To please him, Rupert turns the locks, springs the drawers to display a sparse cache—the important documents already sealed for travel, others, as important, safely burned—some few spiked papers and tallied receipts, a jumbled handful of coins from several nations—“What gold we’ve got is in the safe, and precious little of it”—but “Here’s something funny,” Istvan plucking between finger and thumb a jeweled snake, gold fangs on a smooth black pearl and “I’d meant it for Laddie,” says Rupert, taking the stickpin from him, dropping it with loathing on the desk. “To pay for his—efforts. Well, it’s his now,” but “No,” says Istvan, “give it to me. Not to keep, just to use. The Questioning Serpent,” on a sigh; those bright and hectic eyes, all night he shivered in his sleep, shivered in the heat, fever can kill as surely as a wound.
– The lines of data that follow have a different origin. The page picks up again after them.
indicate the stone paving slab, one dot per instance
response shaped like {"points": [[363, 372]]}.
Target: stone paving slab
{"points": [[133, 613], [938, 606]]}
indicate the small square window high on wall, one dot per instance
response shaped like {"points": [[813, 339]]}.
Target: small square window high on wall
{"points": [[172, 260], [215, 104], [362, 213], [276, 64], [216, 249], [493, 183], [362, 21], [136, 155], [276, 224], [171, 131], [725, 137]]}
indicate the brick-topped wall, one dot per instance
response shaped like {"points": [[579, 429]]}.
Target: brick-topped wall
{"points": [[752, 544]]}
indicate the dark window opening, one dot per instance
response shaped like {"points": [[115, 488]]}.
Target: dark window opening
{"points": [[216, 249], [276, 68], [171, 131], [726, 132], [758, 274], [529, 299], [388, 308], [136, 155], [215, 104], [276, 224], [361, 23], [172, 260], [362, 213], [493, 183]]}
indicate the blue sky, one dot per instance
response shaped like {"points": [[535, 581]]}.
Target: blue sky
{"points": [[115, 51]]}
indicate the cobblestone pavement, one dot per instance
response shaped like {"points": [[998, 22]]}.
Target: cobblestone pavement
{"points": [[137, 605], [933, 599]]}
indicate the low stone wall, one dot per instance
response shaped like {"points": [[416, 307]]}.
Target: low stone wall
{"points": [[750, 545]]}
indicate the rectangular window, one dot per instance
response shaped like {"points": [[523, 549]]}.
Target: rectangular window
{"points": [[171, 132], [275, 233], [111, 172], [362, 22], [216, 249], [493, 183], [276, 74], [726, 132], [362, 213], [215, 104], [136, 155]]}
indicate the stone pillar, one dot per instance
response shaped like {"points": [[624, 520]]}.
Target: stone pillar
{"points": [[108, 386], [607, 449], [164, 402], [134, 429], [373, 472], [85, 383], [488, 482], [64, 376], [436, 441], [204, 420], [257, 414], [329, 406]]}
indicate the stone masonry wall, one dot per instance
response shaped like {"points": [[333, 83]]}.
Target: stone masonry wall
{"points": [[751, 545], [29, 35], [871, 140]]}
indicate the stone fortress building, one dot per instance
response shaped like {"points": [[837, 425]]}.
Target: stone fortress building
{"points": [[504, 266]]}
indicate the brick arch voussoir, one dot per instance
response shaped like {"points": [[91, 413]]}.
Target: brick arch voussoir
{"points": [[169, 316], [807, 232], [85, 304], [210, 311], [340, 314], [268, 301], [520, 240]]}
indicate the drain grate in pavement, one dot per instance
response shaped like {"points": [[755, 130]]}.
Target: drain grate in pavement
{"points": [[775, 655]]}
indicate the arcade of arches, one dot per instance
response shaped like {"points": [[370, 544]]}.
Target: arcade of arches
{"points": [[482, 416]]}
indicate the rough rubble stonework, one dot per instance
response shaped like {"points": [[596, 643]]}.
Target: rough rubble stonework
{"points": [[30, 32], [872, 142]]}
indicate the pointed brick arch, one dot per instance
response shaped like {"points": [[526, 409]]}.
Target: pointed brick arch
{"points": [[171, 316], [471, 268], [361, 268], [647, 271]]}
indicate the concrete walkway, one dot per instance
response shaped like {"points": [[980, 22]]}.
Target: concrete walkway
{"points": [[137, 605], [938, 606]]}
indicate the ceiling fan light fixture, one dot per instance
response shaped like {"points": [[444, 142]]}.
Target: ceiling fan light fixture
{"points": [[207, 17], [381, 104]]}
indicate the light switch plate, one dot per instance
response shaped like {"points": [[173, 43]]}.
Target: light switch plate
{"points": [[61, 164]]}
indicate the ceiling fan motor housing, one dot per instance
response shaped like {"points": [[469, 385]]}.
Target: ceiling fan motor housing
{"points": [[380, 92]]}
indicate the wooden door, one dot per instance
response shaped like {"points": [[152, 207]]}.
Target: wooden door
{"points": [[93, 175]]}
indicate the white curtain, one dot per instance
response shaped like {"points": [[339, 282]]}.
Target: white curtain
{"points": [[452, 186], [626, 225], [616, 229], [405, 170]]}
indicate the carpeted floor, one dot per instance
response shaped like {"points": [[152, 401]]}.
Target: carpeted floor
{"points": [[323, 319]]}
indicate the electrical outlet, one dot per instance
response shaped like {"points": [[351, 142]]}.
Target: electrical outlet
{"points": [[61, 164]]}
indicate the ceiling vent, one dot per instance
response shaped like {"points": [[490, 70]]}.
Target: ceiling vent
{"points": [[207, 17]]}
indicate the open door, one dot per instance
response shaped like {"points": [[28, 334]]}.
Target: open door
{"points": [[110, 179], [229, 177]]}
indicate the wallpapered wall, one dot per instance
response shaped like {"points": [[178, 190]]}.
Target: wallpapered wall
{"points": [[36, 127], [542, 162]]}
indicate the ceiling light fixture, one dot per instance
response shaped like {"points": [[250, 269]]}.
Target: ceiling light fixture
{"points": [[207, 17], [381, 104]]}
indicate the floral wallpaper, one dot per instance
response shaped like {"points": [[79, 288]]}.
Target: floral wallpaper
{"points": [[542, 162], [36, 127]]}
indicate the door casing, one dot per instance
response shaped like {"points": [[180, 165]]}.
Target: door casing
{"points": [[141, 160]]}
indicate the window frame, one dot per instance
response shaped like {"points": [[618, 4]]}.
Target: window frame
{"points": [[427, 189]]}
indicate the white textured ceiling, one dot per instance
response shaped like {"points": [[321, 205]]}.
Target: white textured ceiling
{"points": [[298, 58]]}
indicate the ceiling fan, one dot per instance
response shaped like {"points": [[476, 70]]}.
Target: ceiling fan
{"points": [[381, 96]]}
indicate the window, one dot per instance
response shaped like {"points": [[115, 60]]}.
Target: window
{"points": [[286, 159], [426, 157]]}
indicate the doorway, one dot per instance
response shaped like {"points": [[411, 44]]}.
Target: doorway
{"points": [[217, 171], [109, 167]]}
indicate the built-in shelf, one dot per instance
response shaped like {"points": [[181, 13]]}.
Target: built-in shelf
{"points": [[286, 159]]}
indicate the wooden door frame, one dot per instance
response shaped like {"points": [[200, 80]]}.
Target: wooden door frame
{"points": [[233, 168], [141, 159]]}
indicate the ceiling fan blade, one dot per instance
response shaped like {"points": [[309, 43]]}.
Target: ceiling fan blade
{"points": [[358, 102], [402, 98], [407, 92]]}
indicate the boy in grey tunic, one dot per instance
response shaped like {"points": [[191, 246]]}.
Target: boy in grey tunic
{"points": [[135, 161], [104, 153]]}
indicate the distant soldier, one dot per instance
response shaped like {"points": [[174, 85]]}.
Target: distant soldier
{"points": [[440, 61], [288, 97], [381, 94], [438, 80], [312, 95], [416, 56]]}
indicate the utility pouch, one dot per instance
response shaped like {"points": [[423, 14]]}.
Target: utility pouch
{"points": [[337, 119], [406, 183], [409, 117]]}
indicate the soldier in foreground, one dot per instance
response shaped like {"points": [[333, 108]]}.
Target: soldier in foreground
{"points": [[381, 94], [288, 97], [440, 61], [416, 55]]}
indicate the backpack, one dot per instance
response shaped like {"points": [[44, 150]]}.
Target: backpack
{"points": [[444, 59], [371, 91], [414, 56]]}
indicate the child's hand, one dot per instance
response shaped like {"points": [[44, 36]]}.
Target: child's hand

See him lean against the desk, now, as if standing upright too long is too much for him, his own weight too heavy to bear—

—as Rupert takes him, grasps him, a brief and bruising kiss as “Jesu,” in a mutter, Istvan’s head on his shoulder, “enough of these God damned maneuvers, I’ll make an end myself—” but “No,” Istvan’s murmur, eyes closed; it is so odd, this fever, like being at the bottom of a well, the events above seen wavering, yet crystal clear. “We both will.” Eyes open on a smile dreamy and vicious, the serpent golden in his hand. “We all will…. Send up Lucy, yeah? And tell Jonathan to limber up the keys.”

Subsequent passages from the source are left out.